Vendée ArctiqueUne fin amère pour Isabelle Joschke : une avarie de grand-voile arrête Joschke à 40 milles de l'arrivée

Tatjana Pokorny

 · 18.06.2022

Vendée Arctique : une fin amère pour Isabelle Joschke : une avarie de grand-voile arrête Joschke à 40 milles de l'arrivéePhoto : Jean-Marie Liot/Alea/#VA2022
Isabelle Joschke sur "MACSF" a été éliminée juste avant l'arrivée.
Elle a dû abandonner sur le Vendée Globe à cause d'une avarie de quille, et maintenant c'est sa grand-voile qui s'est déchirée : les qualités de combattante de la franco-allemande sont à nouveau sollicitées.

La tempête a également mis Isabelle Joschke hors course. La franco-allemande née à Munich a dû abandonner dans la douleur à 40 milles de la nouvelle ligne d'arrivée virtuelle de la deuxième Vendée Arctique. Sa grand-voile endommagée a rendu impossible la poursuite de la course sans trop de risques pour la skipper et le bateau. Une fois de plus, la soliste doit faire preuve de qualités de combattante. Lors du Vendée Globe 2020/2021, elle avait déjà dû abandonner à cause d'une avarie sur le système hydraulique de la quille. La grand-voile déchirée, Joschke a préféré faire demi-tour et s'efforce désormais de ramener le "MACSF" sain et sauf au port de départ et d'arrivée des Sables-d'Olonne. Vous trouverez un portrait de la navigatrice Imoca dans l'actuel YACHT 13.
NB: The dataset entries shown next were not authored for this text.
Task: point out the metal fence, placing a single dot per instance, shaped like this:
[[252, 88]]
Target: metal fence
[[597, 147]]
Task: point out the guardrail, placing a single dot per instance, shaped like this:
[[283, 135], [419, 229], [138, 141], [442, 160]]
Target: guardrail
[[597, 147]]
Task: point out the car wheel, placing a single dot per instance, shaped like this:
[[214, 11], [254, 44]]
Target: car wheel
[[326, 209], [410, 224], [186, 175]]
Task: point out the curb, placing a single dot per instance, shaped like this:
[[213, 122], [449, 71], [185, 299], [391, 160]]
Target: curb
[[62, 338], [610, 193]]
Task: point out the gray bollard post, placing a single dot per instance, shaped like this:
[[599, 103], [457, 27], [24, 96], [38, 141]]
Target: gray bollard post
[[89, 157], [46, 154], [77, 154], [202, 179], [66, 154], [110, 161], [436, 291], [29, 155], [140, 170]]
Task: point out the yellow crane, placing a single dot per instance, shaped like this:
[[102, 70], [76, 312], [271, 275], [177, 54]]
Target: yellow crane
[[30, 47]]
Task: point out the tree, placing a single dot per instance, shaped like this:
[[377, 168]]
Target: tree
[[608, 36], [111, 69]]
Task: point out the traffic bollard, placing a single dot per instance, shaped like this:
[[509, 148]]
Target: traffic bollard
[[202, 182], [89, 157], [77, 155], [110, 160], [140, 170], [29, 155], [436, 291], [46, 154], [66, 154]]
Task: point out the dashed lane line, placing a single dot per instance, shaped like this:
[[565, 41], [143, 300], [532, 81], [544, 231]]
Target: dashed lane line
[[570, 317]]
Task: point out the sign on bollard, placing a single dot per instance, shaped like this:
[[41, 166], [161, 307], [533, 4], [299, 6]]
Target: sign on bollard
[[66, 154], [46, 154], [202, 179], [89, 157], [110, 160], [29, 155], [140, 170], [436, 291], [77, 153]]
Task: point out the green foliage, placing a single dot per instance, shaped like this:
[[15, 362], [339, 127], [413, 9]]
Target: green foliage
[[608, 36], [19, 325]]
Samedi en fin d'après-midi, Joschke était déjà sur le chemin du retour entre les 64e et 63e degrés de latitude nord. Louis Burton était alors le plus proche du port d'arrivée, s'approchant déjà du 62e parallèle nord sur son "Bureau Vallée". Le Français, qui avait commencé la deuxième édition de la Vendée Arctique en force, a franchi la ligne d'arrivée imaginaire en cinquième position, après avoir perdu du terrain dans les phases creuses. La course raccourcie a été remportée par Charlie Dalin sur "Apivia" devant Jérémie Beyou sur "Charal" et Thomas Ruyant sur "LinkedOut". Ont également abandonné Arnaud Boisières sur "La Mie Câline" et Manuel Cousin sur "Groupe Sétin". Alors que certains des leaders avaient choisi des baies islandaises protectrices pour laisser passer la dépression durant le week-end, d'autres ont tenté leur chance sur le chemin du retour en se positionnant au mieux. Les vents les plus forts ont entre-temps été surmontés par la flotte.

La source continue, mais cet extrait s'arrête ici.